Esse é o objetivo do Lab?

Núria: Esse objetivo que a gente tem que entregar acaba até sendo pequeno perto do poder do Lab, porque se o Lab parar aí, em um projeto só entregue, ele não mudou nada. O objetivo do Lab é que se dê continuidade, que as pessoas entendam, utilizem e dialoguem por meio de ferramentas digitais, que elas aprendam por meio de ferramentas digitais desenvolvidas pela equipe do Lab que são bolsistas, estudantes, pessoas de várias etnias, várias nacionalidades e experts em várias áreas e que estão com um único objetivo: produzir um encontro que caminhe para frente, um encontro de jovens que vão fazer esse país, entendendo a cultura do nosso país por meio da educação. Esse é um objetivo muito grandioso, que até chega a dar medo, mas a gente vai caminhar pra isso e é por esse motivo que a gente não vê o fim do Lab agora. O Lab é muito interessante porque ele tem efervescência na criação sem esquecer o objetivo coletivo e sem deixar de pensar no plajenamento futuro.
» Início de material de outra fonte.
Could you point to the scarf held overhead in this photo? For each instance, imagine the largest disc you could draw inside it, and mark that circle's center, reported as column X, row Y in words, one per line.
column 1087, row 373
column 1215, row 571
A gente tá conseguindo viver essa experiênncia de troca por meio de redes.

Qual é a importância dessas redes?

Núria: O futuro vai dizer isso. A importância vai se dar como consequência. O que a gente pode afirmar hoje é: eu não trabalho sozinha e meu conhecimento não é fragmentado. Meu conhecimento tem que dar entrada e continuidade no seu, e do seu vir pra mim, e nós temos que nos respeitarmos não pela troca apenas financeira. Claro que o recurso econômico é importante para todos vivermos, mas esse recurso advém justamente porque eu consigo entender a não fragmentação das coisas. Nós vivemos uma era em que o conhecimento era fragmentado e a universidade ainda vive isso. E é um ponto de evolução para a Universidade. Enquanto ela não evoluir nesse sentido de dizer “”Eu não sou meu gabinete, com meus livros e artigos publicados, mas eu sou o que esse mundo é e eu tenho que entendê-lo para me entender”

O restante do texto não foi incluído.